FIG. 8G shows regions which are sectors, but not identical. For example, angle 91, subtended by one sector, is about 90 degrees; angles 88 are about 45 degrees; and the lower sector 94 subtends an angle of about 180 degrees. FIGS. 8H and 8I both show a lower sector subtending an angle of 180 degrees. However, in FIG. 8H, the upper section contains two concentric semicircles, while in FIG. 8I the upper section contains crescent-shaped regions.

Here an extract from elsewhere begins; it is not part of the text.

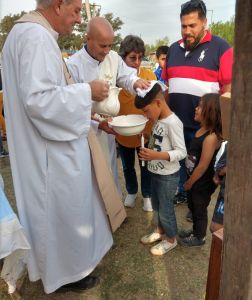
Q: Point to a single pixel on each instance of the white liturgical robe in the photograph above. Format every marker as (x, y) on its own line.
(58, 201)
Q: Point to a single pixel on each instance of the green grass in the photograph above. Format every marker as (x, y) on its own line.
(129, 271)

In FIG. 8J, the regions are crescent-shaped and symmetric about line 92. Central region 96 is in the shape of the common area of intersection of two circles, one having circumference 98, and the other having circumference 100. The shape of central region 96 can be called "cat's pupil," because of the resemblance of the shape to the pupil of that animal.

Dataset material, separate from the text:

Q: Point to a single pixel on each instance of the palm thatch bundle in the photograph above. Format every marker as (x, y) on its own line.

The individual regions shown in FIG. 8 may be spherical lenses or aspheric lenses corrected for aberrations, as discussed above.
In all lenses of FIGS. 8A through 8J, the constricted pupil 55 admits light through a far-field focusing region, such as the hatched region in FIG. 8D having a power of 21.0 D. Similarly, the pupil in FIG. 7 which is constricted to a diameter 44, admits light through far-field focusing region 50C.
6. If the lens should become de-centered upon the eye, the light distribution upon the retina remains substantially unaffected, so long as the amount of de-centering is not too large.
7. It was stated above that the innermost region 50C in FIG. 6 has a diameter of 1.00 mm, the middle region 50B has a diameter of 2.36 mm, and the outer region 50A has a diameter of 6.00 mm. These dimensions fall within the ranges of 0.75-1.50, 2.00-3.00, and 5.00-10.00 mm for the innermost, middle, and outer regions, respectively, and diameters falling within these ranges can be used in the invention.
8. While the IOL of FIGS. 2 and 7 has been shown as positioned in the posterior chamber of the eye, the lens body of the present invention can be implanted in either the posterior or the anterior chamber with techniques commonly known and used in the field today.
Further, although the invention is illustrated in the drawings as being implanted without accompanying haptic members, the lens body, when in use in the eye, is typically combined with a pair, or a greater number, of haptic members for positioning and centering of the lens in the eye. The haptic members can be of any of the sizes and shapes commonly known and used today, such as the Shearing J-loops, the Simcoe C-loops, the Sinsky modified J-loops, etc. For illustrative purposes, an intraocular lens utilizing a lens body 50 of the present invention with a pair of generally J-type loop haptic members 105 is shown in FIG. 14. The haptic members 105 can be affixed to the lens body in any of the methods in common use today, or the lens and haptics can be formed as an integral, one-piece structure.
Numerous substitutions and modifications can be undertaken without departing from the true spirit and scope of the invention as defined in the following claims.